Over the next few years tensions once again escalated. Maskhadov’s government in the capital Grozny was opposed by extremist Wahhabi Muslim factions who began to take over more and more areas of the country. The introduction of Sharia law (see Islam) in February 1999 did nothing to appease these groups, and in August an extremist rebel army, led by Shamil Basayev and Saudi Arabian mercenary Ibn al-Khattab invaded neighbouring Dagestan in an effort to establish a separate Islamic state, which would cover part of Chechnya and Dagestan. Vladimir Putin, the Russian Prime Minister at the time, quelled this uprising quickly.

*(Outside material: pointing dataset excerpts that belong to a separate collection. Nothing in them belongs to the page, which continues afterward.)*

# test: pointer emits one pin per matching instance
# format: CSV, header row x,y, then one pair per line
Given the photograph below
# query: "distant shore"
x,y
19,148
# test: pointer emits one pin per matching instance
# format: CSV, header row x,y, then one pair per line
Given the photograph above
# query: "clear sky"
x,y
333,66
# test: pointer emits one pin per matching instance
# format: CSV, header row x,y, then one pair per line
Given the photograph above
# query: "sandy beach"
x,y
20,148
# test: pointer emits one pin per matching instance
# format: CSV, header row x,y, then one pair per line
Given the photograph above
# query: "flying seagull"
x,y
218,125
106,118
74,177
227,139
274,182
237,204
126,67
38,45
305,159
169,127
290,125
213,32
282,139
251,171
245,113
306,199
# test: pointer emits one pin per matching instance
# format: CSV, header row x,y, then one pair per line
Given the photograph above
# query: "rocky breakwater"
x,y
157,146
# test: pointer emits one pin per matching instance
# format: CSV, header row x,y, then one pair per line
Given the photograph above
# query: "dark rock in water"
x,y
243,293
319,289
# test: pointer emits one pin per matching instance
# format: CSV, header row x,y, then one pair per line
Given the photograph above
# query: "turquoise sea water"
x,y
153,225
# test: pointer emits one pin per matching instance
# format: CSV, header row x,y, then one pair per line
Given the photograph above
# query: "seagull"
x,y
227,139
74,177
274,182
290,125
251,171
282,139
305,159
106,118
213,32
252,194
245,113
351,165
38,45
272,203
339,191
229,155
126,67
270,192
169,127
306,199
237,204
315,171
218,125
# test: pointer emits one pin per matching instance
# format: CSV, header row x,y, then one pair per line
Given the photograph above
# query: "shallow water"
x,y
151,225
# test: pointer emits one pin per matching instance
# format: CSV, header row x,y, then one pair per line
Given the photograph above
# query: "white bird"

In September, bombs were set off in different areas of Russia, causing around 300 deaths. While critics, including former Russian spy Alexander Litvinenko—who was poisoned in London in November 2006—have accused Russia’s Federal Security Services of co-ordinating the bombings, Russian officials pointed the finger at Chechen rebels. As a result, soldiers were sent in on the pretext of fighting future terrorism and the Second Chechen War got under way, with Putin declaring Maskhadov’s government illegitimate and Russia striving again to claim authority over the restless region. Thousands more military and civilian casualties ensued, and hundreds of thousands were displaced. Grozny fell back into Russian hands in February 2000, and three years later was pronounced the ‘most destroyed city on earth’ by the United Nations.